Editor’s Note: At this point in the election cycle, it’s starting to look like Americans really aren’t all that averse to another four years of Bush-style rule. You’d think the endless bad news would have us hoping for change, but maybe not so much. I have to wonder what it would take for the perennial Republican campaign strategy of painting the Democrats as tax and spenders, socialist radicals, secular humanists and, of course, the ever-terrifying “L word” not to work with the American voter (who seems to have no memory and even less sense of whom the GOP is looking to benefit) ... maybe we’ll have to wait until 2012 to find out.
No Country for Peaceful Men
Experience proves that the man who
obstructs a war in which his nation is engaged, no matter whether right or
wrong, occupies no enviable place in life or history. Better for him,
individually, to advocate “war, pestilence and famine” than act as
obstructionist to a war already begun.
With Americans in a funk, John McCain is campaigning on loyal, stubborn support for the failed policies of the preternaturally incompetent and deservedly unpopular George W. Bush (aka the 95% solution). In 2008, it seems inconceivable that Americans could countenance four more years of GOP rule; yet McCain is running neck and neck with Barack Obama, the anti-Bush.

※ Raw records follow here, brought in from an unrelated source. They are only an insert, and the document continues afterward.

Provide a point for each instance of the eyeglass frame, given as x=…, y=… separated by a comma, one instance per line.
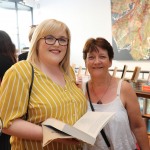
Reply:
x=56, y=39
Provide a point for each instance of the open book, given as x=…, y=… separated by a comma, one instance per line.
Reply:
x=85, y=129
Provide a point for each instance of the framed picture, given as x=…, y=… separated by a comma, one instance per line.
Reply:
x=131, y=29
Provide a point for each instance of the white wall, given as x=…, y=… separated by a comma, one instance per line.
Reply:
x=85, y=18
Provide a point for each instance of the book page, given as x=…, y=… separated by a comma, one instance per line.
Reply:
x=49, y=135
x=92, y=122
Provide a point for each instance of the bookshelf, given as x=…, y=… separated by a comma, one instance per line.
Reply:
x=145, y=97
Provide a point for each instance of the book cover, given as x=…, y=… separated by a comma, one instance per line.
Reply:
x=85, y=129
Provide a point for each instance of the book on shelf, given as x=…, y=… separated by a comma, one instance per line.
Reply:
x=85, y=129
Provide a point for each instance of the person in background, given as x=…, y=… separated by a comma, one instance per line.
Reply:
x=7, y=59
x=110, y=94
x=54, y=91
x=24, y=55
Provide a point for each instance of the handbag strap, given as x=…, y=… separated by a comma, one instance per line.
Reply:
x=92, y=108
x=30, y=89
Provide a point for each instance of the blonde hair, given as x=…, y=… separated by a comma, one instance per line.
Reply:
x=32, y=28
x=48, y=27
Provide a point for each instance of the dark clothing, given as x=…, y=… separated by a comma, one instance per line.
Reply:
x=23, y=56
x=5, y=63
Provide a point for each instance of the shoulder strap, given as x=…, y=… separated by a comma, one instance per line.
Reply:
x=87, y=89
x=119, y=87
x=92, y=108
x=30, y=89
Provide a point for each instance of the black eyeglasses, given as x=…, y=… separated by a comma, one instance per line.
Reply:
x=50, y=40
x=1, y=126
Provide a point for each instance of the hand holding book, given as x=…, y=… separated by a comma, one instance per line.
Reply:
x=85, y=129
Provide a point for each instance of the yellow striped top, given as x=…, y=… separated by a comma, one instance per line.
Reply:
x=47, y=100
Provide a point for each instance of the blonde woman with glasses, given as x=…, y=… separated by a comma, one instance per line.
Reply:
x=54, y=92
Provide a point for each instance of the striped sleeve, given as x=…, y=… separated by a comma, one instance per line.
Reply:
x=14, y=92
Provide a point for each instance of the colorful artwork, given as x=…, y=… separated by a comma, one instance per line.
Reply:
x=131, y=29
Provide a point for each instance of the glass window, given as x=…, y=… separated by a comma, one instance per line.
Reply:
x=15, y=20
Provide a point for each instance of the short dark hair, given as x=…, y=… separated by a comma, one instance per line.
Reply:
x=93, y=44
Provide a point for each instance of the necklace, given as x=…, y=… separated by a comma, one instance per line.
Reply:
x=100, y=99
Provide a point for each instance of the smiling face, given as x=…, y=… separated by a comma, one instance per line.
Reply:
x=98, y=62
x=52, y=54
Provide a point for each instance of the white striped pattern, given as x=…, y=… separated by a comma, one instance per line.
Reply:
x=47, y=100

Despite America’s supposed disillusionment with the debacle in Iraq, Obama, the putative peace candidate, can’t close the deal. Could it be that American voters really don’t like the idea of peace all that much, and the most-important quality a nominee needs to show is the willingness (or pigheadedness) to keep our troops fighting on, regardless of the outcome?
In 1972, despite a lost and senseless war in Vietnam, the voters rewarded Richard Nixon — the leader of an administration almost as corrupt as our current set of Republicans — with a landslide, and decisively rejected George McGovern, the anti-war candidate. Even during the “Age of Aquarius,” with an endless war tearing the country apart, most Americans couldn’t seem to swallow the idea of giving “peace a chance.”
In voting for Nixon, Americans chose to fight on for no good reason, rather than admit we might have made a mistake getting involved in the first place. Sound familiar? Perhaps, but it shouldn’t be surprising. Since the end of World War II, the U.S. has been the most consistently belligerent nation on Earth.
Our foreign policy reflects one of the most violent societies in the Western world. From 1998 to 2000, our per capita murder rate of 4.3 per 100,000 was more than triple that of the U.K. (1.4/100,000) and nearly five times that of Greece (0.9/100,000). Our rate most closely matched Armenia (also 4.3), and you would be somewhat less likely to be murdered in Yemen (3.4) than here.
In 1992, gun ownership per household (approximately 50%) was higher in the U.S. than in any other nation on earth. Canada came in second (at 29%), but its per capita murder rate (1.4) wasn’t even one-third ours. We also led the world in handgun ownership (29% of households); Switzerland was at 14%, but its handgun murder rate was slightly more than one-quarter ours.
It shouldn’t come as a shock that a country whose national anthem is one of the few that boasts lyrics about bombs, rockets and explosions has been conducting what historian Charles Beard calls “a perpetual war for perpetual peace.” The Federation of American Scientists lists almost 200 military engagements since 1945 in which we were the aggressor, many of which remain “ongoing.” From Central America to Asia and Africa, our military has been the busiest on earth. Not even the Soviet Union came close.
We require such military overkill, because, as the world’s only superpower, we have become — depending on your opinion of the enemies we destroy — the world’s policeman, its chief bully or a bit of both. Americans understandably love this role, because, even when we’re the oppressor, as anyone who’s spent time in middle school knows, it’s better to be the bully than one of his victims.
And, now that we outsource our adventures to an all-volunteer army, and don’t even bother raising revenue to pay for them, for the average citizen, our militarism is free, painless and largely invisible. No wonder even Obama is calling for a bigger military.
In a country like ours, Obama should be wary about being seen as a negotiator, rather than a conqueror. And he certainly needs to avoid being identified as the “anti-war candidate.” Toughness is the cardinal virtue in a nation that reveres talking loudly, carrying a big stick and swinging it as often as possible — especially a country with no qualms about mortgaging its children’s future to the Chinese for just those purposes.